Dans ce cas, quel est le véritable sujet de la réforme fiscale?
L’élargissement de l’assiette fiscale est LE véritable enjeu. Le problème au Maroc n’a jamais été celui des taux, mais bien celui de l’assiette. Les taux au Maroc «aboient mais ne mordent pas». Quand deux tiers des entreprises s’arrangent pour déclarer des bénéfices nuls ou des déficits, il ne sert à rien de se disputer au sujet des taux. Ces entreprises ne sont jamais soumises à l’impôt. De qui se moque-t-on? Idem pour le secteur agricole, grand absent des débats de ces Assises.
Pourquoi le gouvernement n’arrive-t-il pas à élargir l’assiette fiscale?
Ceci s’explique par le laxisme des textes sur l’IS qui permettent mille et une possibilités de déduction et de calcul de revenus non imposables, rendant possible cette évasion légalisée. Une entreprise peut recourir à ces manœuvres avec l’aide d’un bon expert-comptable ou d’un comptable agréé. Il faut mettre fin à cette situation, traquer ces entreprises et leurs pratiques. Mais ni la CGEM, ni les professionnels œuvrant dans ce domaine, qui se font de l’argent au moyen du business de l’optimisation fiscale, n’ont intérêt à s’intéresser à ce sujet.
Une des recommandations consiste à baisser les taux de l’IS. N’y a-t-il pas de risque pour les équilibres budgétaires?
On trompe les gens en faisant croire que le problème fiscal est celui des taux de l’IS. Je le répète: le problème au Maroc est celui de l’assiette. Même avec un taux de 90%, les entreprises au Maroc s’arrangent pour présenter aux impôts une base imposable égale à zéro. L’autre escroquerie intellectuelle consiste en la comparaison internationale des taux de l’IS pour nous dire que le taux de 30% au Maroc est élevé. Cet exercice ne rime à rien. Les statistiques de la DGI montrent que 80% des entreprises imposables sont cantonnées au taux de 10%. La comparaison de l’IS au Maroc et en Irlande ne tient donc pas du tout. Enfin, le gouvernement a conditionné la baisse des taux à l’élargissement de l’assiette. Maintenant, le gouvernement ne fait rien pour élargir l’assiette.

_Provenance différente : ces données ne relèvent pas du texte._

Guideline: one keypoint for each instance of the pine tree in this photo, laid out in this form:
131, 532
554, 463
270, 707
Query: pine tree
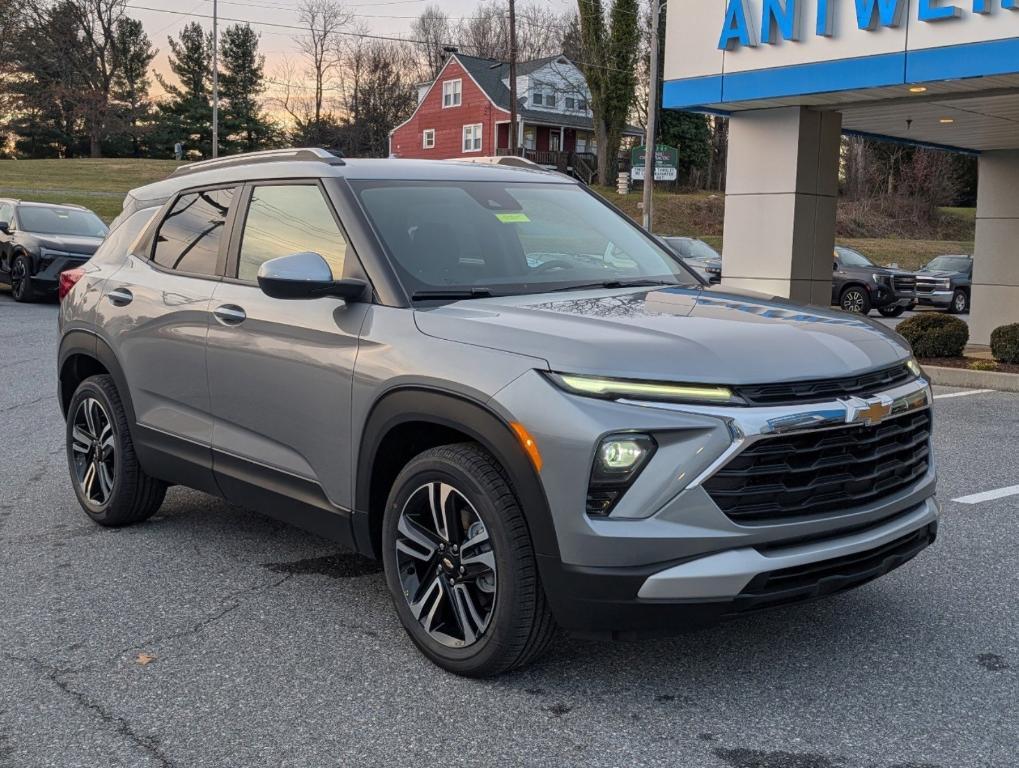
185, 115
133, 53
242, 81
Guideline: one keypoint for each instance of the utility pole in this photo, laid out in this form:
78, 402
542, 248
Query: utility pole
652, 113
513, 77
215, 79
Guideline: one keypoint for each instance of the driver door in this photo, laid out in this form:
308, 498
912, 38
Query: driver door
280, 371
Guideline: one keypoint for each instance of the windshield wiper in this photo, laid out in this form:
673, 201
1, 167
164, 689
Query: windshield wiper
450, 294
612, 284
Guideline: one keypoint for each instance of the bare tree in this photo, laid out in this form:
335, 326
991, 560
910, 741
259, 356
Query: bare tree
325, 21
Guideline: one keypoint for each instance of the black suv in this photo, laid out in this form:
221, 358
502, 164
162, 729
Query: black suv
858, 285
39, 240
945, 283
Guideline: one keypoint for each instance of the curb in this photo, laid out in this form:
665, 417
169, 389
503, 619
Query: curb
962, 377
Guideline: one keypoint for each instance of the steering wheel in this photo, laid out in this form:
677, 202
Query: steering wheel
554, 264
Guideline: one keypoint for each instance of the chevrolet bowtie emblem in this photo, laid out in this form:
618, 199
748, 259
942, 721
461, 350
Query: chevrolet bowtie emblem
870, 412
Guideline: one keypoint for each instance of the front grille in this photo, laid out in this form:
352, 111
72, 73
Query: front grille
837, 574
904, 284
788, 393
814, 474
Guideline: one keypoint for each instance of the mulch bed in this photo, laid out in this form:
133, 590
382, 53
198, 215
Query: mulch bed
1005, 368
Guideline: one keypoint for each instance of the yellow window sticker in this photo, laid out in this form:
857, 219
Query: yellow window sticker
513, 218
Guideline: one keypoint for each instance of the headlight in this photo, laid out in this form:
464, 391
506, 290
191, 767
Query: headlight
618, 461
594, 386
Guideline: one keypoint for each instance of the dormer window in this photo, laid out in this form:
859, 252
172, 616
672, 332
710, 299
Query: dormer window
451, 93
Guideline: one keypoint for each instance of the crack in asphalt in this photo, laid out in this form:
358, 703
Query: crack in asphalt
57, 675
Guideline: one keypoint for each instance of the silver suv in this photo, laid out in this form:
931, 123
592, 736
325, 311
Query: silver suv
497, 384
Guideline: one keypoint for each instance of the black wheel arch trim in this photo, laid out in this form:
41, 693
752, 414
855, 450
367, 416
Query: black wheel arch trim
471, 417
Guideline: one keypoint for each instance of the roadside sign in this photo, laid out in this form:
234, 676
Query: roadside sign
665, 161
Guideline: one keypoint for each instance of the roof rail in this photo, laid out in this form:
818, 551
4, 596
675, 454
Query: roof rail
267, 156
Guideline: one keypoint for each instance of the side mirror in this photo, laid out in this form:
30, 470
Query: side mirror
305, 275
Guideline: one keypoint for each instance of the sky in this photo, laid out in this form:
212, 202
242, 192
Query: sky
390, 17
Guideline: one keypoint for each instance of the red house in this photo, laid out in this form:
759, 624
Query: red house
465, 112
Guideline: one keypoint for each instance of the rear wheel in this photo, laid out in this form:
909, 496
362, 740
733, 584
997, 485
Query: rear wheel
461, 566
960, 303
110, 485
855, 299
20, 279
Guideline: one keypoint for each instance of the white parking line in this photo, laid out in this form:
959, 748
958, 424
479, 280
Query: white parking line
962, 394
999, 493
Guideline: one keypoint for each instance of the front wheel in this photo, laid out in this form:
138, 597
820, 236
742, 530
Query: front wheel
20, 279
960, 303
891, 312
855, 299
461, 566
110, 485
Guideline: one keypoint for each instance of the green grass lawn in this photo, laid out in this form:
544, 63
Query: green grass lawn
99, 184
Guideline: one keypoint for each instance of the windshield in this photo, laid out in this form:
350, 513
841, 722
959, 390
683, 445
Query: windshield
950, 263
689, 248
852, 258
510, 238
44, 220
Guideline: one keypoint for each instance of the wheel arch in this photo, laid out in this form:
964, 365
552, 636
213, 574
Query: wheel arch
407, 421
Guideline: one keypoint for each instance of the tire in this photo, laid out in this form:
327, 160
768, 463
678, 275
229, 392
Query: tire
960, 303
891, 312
507, 626
100, 447
20, 279
855, 299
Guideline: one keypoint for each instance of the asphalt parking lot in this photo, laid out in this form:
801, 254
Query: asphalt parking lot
213, 637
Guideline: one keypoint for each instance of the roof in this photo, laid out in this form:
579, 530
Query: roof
488, 73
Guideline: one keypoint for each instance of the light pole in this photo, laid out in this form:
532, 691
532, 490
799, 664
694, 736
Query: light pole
215, 79
652, 113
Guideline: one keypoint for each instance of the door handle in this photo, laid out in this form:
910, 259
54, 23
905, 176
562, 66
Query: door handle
120, 296
229, 314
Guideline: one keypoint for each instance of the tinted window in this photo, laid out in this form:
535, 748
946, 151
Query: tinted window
510, 237
289, 219
189, 237
47, 220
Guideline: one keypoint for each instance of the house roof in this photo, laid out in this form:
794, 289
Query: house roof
488, 73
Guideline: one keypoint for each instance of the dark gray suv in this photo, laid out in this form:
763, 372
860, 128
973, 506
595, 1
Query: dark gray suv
496, 383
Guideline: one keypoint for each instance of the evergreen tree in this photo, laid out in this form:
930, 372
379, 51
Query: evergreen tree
185, 115
133, 54
244, 127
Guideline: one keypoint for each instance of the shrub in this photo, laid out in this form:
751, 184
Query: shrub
982, 365
934, 335
1005, 343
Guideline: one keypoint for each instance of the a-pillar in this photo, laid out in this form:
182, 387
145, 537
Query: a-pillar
995, 298
782, 182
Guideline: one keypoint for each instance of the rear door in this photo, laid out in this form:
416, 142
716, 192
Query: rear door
280, 371
155, 311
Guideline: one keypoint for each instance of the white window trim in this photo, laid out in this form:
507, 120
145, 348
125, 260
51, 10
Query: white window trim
456, 90
480, 135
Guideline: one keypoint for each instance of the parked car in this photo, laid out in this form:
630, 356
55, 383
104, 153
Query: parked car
596, 441
945, 282
39, 240
698, 256
859, 285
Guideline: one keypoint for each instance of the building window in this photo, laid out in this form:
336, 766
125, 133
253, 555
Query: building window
472, 138
451, 93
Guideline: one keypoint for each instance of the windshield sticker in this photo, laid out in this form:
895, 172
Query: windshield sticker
513, 218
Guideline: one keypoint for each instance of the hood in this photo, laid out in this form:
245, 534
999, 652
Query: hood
68, 243
703, 335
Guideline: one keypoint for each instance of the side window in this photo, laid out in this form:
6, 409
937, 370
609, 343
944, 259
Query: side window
288, 219
189, 237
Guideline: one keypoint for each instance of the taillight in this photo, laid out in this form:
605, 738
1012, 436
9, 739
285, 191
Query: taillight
67, 279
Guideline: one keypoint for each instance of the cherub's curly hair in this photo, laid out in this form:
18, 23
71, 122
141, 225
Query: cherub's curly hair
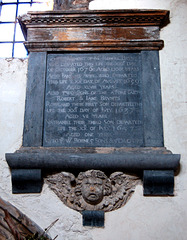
93, 174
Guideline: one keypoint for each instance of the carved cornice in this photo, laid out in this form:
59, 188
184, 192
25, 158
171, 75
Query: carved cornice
98, 18
94, 30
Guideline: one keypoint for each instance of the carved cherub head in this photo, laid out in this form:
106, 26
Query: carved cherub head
93, 185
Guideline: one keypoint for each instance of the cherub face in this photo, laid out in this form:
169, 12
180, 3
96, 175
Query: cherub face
92, 190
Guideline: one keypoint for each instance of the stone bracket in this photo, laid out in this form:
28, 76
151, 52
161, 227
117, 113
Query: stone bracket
158, 183
27, 167
26, 181
93, 218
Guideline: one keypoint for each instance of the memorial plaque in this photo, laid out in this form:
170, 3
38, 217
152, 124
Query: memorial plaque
93, 100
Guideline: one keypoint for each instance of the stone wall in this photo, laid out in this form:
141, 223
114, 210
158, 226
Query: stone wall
142, 217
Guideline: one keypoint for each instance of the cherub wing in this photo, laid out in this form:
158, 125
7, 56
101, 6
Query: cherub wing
61, 184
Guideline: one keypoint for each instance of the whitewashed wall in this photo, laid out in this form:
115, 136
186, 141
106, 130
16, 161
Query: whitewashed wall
143, 218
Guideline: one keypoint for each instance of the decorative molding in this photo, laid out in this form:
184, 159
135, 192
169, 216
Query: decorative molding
95, 18
93, 190
71, 4
113, 30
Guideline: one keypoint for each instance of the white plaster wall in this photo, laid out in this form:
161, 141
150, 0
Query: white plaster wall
143, 218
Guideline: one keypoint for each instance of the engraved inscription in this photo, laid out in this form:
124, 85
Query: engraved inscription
93, 100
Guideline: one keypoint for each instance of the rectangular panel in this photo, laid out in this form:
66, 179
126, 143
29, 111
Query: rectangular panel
93, 100
34, 106
153, 131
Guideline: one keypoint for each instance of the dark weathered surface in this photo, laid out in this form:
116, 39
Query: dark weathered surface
93, 100
93, 218
158, 183
71, 4
94, 30
15, 225
33, 128
113, 161
153, 131
31, 178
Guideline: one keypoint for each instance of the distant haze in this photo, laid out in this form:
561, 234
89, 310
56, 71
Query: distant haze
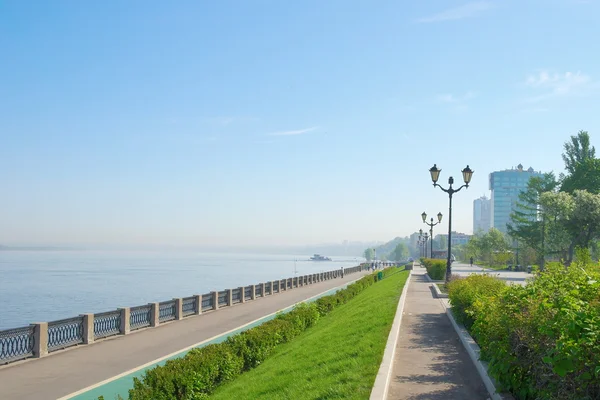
278, 124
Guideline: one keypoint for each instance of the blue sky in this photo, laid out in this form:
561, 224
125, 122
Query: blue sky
272, 122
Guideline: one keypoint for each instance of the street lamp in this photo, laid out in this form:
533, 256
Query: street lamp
435, 175
431, 225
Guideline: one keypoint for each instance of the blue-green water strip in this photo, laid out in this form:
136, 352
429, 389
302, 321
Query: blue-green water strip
120, 386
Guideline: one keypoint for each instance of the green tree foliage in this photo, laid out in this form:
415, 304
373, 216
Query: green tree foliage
542, 340
577, 151
585, 176
529, 222
400, 252
574, 220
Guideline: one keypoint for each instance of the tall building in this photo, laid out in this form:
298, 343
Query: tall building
506, 186
482, 214
457, 238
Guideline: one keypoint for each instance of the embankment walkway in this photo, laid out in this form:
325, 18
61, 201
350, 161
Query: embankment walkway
72, 370
430, 361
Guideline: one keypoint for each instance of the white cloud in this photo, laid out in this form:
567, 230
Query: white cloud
468, 10
294, 132
557, 84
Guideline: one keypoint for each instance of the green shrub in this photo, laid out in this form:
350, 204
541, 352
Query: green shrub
464, 292
542, 340
436, 268
196, 375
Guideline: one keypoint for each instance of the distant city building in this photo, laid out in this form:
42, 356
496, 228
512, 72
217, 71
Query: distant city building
506, 186
482, 214
457, 238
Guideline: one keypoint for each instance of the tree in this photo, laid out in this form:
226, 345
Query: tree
585, 176
400, 252
577, 151
529, 222
575, 220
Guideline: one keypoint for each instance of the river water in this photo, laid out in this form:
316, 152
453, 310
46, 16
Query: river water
38, 286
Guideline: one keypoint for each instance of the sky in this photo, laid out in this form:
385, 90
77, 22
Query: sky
276, 122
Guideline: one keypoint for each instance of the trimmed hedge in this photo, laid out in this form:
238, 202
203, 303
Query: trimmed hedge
196, 375
542, 340
436, 268
464, 292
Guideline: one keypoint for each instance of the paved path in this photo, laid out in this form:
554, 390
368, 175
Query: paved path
519, 277
65, 372
430, 361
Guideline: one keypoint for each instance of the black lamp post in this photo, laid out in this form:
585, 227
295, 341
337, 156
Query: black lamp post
431, 225
423, 243
435, 175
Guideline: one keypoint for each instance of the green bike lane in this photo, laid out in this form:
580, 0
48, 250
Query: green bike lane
107, 368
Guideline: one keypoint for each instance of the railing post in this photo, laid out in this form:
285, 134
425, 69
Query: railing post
215, 300
178, 308
154, 314
40, 338
198, 301
88, 328
126, 320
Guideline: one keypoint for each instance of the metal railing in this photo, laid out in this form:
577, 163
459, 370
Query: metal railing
16, 344
140, 317
223, 300
65, 333
21, 343
107, 324
167, 311
207, 302
188, 306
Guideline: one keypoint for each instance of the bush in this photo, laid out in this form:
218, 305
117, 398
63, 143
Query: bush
542, 340
436, 269
464, 292
196, 375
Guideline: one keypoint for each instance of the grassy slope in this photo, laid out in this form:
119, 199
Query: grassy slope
337, 359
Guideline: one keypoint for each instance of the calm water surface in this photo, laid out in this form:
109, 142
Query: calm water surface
38, 286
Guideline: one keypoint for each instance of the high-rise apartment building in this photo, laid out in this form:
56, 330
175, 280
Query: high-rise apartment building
482, 214
506, 186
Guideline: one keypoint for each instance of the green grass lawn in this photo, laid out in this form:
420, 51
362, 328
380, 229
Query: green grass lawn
443, 288
336, 359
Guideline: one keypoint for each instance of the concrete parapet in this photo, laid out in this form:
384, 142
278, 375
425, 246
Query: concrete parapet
125, 320
178, 308
215, 300
40, 337
88, 328
154, 314
198, 301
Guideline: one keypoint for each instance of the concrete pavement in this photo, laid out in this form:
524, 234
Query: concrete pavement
430, 361
68, 371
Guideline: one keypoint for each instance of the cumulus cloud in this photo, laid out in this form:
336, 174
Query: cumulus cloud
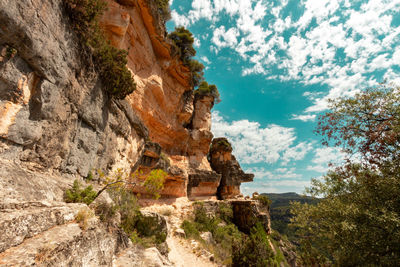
323, 157
307, 117
255, 144
336, 43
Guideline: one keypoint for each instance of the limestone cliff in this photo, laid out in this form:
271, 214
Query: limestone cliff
56, 117
57, 123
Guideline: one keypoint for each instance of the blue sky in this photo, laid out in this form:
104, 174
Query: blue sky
276, 63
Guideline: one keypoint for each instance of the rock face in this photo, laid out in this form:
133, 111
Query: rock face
54, 114
246, 213
224, 163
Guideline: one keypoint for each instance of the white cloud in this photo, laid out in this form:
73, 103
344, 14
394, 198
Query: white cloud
341, 50
254, 144
179, 20
306, 117
196, 42
205, 60
222, 38
325, 156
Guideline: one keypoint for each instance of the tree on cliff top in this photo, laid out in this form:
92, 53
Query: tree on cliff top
367, 124
183, 40
206, 89
357, 222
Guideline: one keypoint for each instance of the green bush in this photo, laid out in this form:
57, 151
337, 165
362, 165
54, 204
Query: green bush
163, 7
154, 182
255, 250
10, 52
190, 229
78, 195
109, 61
206, 89
105, 211
183, 43
264, 200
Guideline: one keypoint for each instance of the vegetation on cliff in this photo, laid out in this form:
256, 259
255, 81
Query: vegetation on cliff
110, 62
231, 246
280, 211
357, 221
206, 89
183, 46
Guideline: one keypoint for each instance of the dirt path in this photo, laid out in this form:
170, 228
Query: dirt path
182, 251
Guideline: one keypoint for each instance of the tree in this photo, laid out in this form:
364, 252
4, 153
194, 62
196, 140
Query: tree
357, 220
367, 124
183, 40
356, 223
208, 89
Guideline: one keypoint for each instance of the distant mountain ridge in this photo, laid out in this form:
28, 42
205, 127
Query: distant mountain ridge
280, 210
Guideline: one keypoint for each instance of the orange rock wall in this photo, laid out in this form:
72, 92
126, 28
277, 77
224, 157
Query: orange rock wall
159, 99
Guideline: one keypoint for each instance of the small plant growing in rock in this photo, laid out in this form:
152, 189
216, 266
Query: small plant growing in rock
76, 194
264, 200
154, 182
206, 89
110, 62
83, 217
183, 46
10, 52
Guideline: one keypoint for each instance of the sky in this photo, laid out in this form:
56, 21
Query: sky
276, 63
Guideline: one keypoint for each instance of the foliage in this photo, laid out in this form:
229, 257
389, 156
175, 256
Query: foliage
110, 62
264, 200
163, 7
154, 182
82, 218
255, 250
142, 230
206, 89
357, 221
183, 41
89, 176
10, 52
224, 232
190, 229
78, 195
367, 124
105, 211
280, 211
225, 212
196, 68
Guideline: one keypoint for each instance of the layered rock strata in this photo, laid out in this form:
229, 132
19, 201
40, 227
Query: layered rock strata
224, 163
54, 114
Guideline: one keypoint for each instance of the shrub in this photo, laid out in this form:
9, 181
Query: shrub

Le Maroc s’apprête à retirer des avantages fiscaux offerts dans les zones franches d’exportation et à CFC. Quelle lecture faites-vous de cette décision voulue par l’Union européenne?
Cette affaire nous montre à quel point nous avons perdu notre souveraineté fiscale, notre souveraineté tout court. Nous ne sommes plus libres de nos choix. Mais ce qui est terrible, ce que nous ne sommes plus en cohérence avec des choix qui nous ont été dictés, il y a vingt ans de cela. Entre-temps, ceux qui nous ont imposé ces choix ont changé d’intérêts et de stratégie… et nous sommes obligés de les suivre. Les choix cinquantenaires du Maroc consistaient à tabler sur le secteur privé et sur une ouverture à l’international assortie de la promotion de l’export. Des mesures fiscales (abattements, exonérations, banques offshore) ont été prises pour traduire ces choix, et ces décisions sont au service du modèle d’un développement. Pendant ce temps-là, l’Europe a connu une crise, elle fait face à l’érosion des bases d’imposition avec l’évasion des GAFA. L’UE a élaboré de nouvelles règles en fonction de ses propres enjeux ; or, nous n’avons pas les mêmes intérêts. Si on est cohérents, on ne doit pas suivre les mêmes choix. Nos intérêts sont divergents. Mais qu’à cela ne tienne: nos choix devront s’aligner sur les leurs. Pourtant, nous sommes en quête d’investisseurs internationaux et d’intégration dans l’économie mondiale. Si on prend ces décisions, on scie la branche sur laquelle on est assis.